L’annonce récente de la doubler la production de l’usine de SONATRACH à Arzew coïncide avec le déploiement accéléré de la 5G en Algérie. Pour les entrepreneurs locaux, les créateurs d’entreprise et la diaspora algérienne, ce double mouvement ouvre des opportunités inédites – mais aussi des défis concrets. Voici ce que cela change pour les affaires, les investissements et les modèles économiques algériens.
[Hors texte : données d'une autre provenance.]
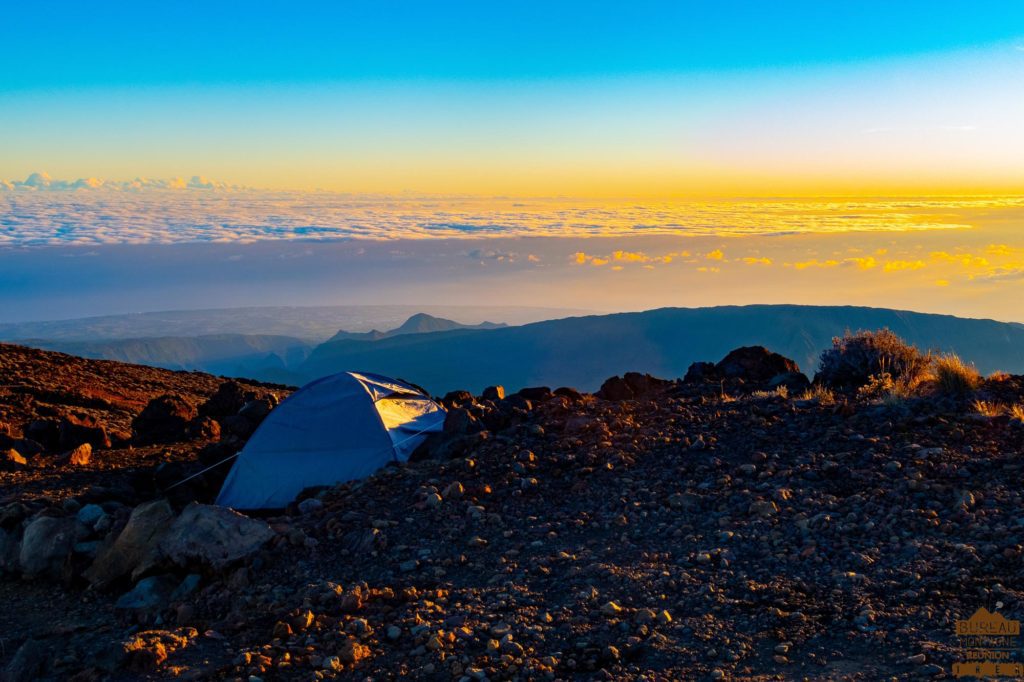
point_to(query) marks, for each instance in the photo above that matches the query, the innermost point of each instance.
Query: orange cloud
(894, 265)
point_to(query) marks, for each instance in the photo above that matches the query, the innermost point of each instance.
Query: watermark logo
(990, 643)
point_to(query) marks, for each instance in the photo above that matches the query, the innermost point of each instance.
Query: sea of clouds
(43, 211)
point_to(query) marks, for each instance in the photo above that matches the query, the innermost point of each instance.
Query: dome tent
(338, 428)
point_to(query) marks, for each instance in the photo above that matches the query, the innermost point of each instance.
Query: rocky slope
(656, 529)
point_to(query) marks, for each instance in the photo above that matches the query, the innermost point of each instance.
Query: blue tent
(335, 429)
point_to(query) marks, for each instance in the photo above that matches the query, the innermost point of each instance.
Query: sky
(511, 152)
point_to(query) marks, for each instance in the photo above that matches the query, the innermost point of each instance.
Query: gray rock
(47, 543)
(150, 594)
(10, 549)
(309, 505)
(136, 548)
(186, 588)
(89, 514)
(213, 536)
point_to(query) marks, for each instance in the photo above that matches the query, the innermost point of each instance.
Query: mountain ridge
(664, 341)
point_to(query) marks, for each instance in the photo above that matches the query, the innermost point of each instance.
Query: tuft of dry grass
(855, 359)
(988, 408)
(780, 392)
(953, 376)
(818, 392)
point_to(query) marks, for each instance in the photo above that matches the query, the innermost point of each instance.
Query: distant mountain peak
(420, 323)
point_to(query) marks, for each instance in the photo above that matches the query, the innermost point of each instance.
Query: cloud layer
(43, 211)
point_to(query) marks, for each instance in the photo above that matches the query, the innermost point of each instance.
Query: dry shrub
(857, 359)
(953, 376)
(988, 408)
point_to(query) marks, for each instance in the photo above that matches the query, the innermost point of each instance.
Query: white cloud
(42, 210)
(42, 181)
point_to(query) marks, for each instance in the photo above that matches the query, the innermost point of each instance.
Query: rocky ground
(658, 529)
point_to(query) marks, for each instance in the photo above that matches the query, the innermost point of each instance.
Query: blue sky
(630, 114)
(138, 44)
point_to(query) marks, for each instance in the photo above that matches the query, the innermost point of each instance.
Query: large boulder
(793, 381)
(80, 456)
(630, 386)
(214, 537)
(44, 431)
(755, 365)
(701, 372)
(165, 419)
(28, 663)
(228, 399)
(77, 429)
(150, 594)
(136, 548)
(11, 460)
(10, 549)
(47, 543)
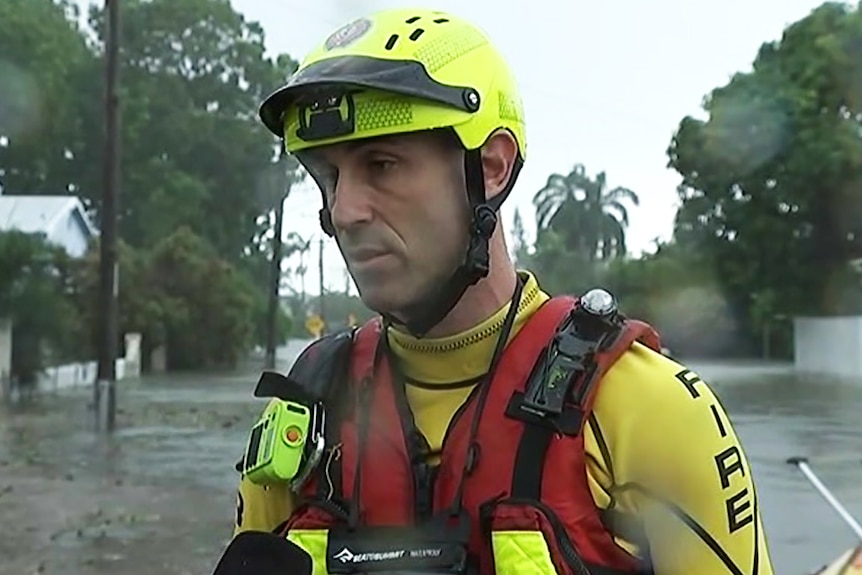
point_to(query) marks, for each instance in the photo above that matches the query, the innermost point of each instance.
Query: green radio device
(287, 442)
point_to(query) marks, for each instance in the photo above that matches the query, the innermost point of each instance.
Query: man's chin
(383, 299)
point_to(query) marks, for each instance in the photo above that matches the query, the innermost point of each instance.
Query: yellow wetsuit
(659, 447)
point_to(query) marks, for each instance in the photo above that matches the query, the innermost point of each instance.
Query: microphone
(263, 553)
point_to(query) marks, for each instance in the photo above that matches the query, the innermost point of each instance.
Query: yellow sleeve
(262, 508)
(661, 450)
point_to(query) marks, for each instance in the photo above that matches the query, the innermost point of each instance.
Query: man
(411, 123)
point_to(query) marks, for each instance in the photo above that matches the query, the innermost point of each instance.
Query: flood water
(158, 496)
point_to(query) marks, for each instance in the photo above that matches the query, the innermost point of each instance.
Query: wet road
(158, 497)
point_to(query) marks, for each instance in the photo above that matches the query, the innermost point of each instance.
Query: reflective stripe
(521, 553)
(314, 543)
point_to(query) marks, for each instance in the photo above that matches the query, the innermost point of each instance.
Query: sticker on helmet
(348, 34)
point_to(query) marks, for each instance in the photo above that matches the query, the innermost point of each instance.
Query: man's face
(400, 212)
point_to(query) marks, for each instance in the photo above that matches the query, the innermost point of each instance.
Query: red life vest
(502, 494)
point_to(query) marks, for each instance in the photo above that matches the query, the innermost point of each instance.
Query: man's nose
(350, 205)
Un coup de boost pour l’industrie locale

Pour les PME algériennes, cela signifie une demande accrue en sous-traitance industrielle. Les fournisseurs locaux de composants, équipements ou services logistiques pourraient voir leurs commandes exploser. Exemple : les entreprises spécialisées dans les capteurs IoT ou la maintenance prédictive (via la 5G) sont déjà sollicitées par des groupes comme CEVITAL ou Saidal.

La 5G, accélérateur invisible des usines

Pour un entrepreneur algérien qui veut se lancer dans l’industrie 4.0, cela veut dire : les coûts de connexion sont enfin compétitifs. Les forfaits 5G dédiés aux professionnels (avec 10 Go à 500 DA/mois) rendent accessibles des outils comme la réalité augmentée pour la formation ou les jumeaux numériques des usines.

Un appel aux investisseurs… mais avec des garde-fous

Attention : les entrepreneurs doivent vérifier trois points avant de sauter le pas :
1. La stabilité des contrats avec SONATRACH – les délais de paiement restent un sujet sensible.
2. L’accès aux compétences – les ingénieurs spécialisés en cybersécurité industrielle ou IA appliquée sont rares en Algérie.
3. Les partenariats obligatoires – pour toucher les marchés publics, une collaboration avec un groupe public (SONATRACH, SONELGAZ) est souvent nécessaire.

La diaspora algérienne : comment en profiter sans s’y brûler ?

Exemple concret : Une startup marocaine, Inetum, a récemment remporté un contrat avec SONATRACH pour digitaliser une raffinerie. Une équipe d’ingénieurs algériens de la diaspora pourrait facilement reproduire ce modèle en Algérie, avec un avantage : les coûts locaux sont 30 % moins chers qu’en Europe.

Les risques à ne pas sous-estimer

Solution : Les entrepreneurs peuvent contourner ces obstacles en :
S’associant à des incubateurs comme 1000 Startups ou Startup Algeria.
Testant leur modèle dans les zones franches avant de s’étendre.